MyBook Thunderbolt, true RAID or joke RAID like MyBook Studio II

So, I had a 1TB MyBook Studio II, and it seems that when one drive fails, the entire device stops working till the drive is replaced, which is NOT how RAID-1 is supposed to work. In fact, for anything critical this behavior makes the device basically useless. I have thrown the Studio II away, but now I am worried that a failure on my Thunderbolt MyBook will behave the same way, and that device is absolutely mission critical. I no longer trust these devices enough to just yank a drive and see what happens, so I am hoping that someone can verify that these Thunderbolt devices work as expected, or are they also worthless in a mission critical situation and it’s time to trash everything and move to an actual “professional” solution?

Hi,

Please note that RAID 1 will do a copy of what you put on the first drive to the second one on the unit, so the unit will not work until you put a replacement drive to image the files.

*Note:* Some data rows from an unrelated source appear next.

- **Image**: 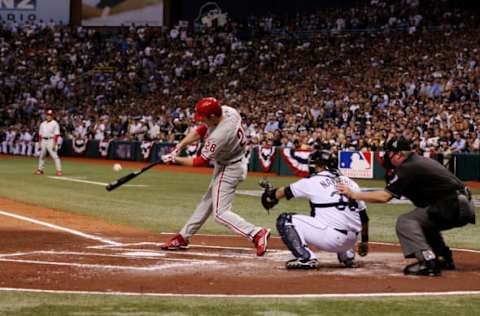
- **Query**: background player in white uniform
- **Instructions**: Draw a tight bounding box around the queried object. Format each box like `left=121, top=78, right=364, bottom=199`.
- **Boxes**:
left=158, top=98, right=270, bottom=256
left=262, top=150, right=368, bottom=269
left=35, top=110, right=62, bottom=176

As far as I know, all RAID 1 devices works the same way. If one of the drives fails, it will be degraded.

ERMorel,
that may be the way Western Digital RAID-1 devices work, but it certainly isn’t how they have to work, or SHOULD work. As you say, data is written to both drives when both drives are present, but when done right, if a drive fails the device and remaining drive should continue to function in the degraded state, but without any redundancy (the meaning of “degraded”). When you get a replacement drive in place it will take some time to “rebuild”, catching up with the continuously available drive, including any data added after the drive failure. I have two 2-bay Synology NAS devices, and both work exactly this way.
I suspect I will pull a drive from my WD Thunderbolt device, and if it fails like this MyBook Studio then it’s in the garbage too and I am replacing it with a G|RAID or a similar professional quality device.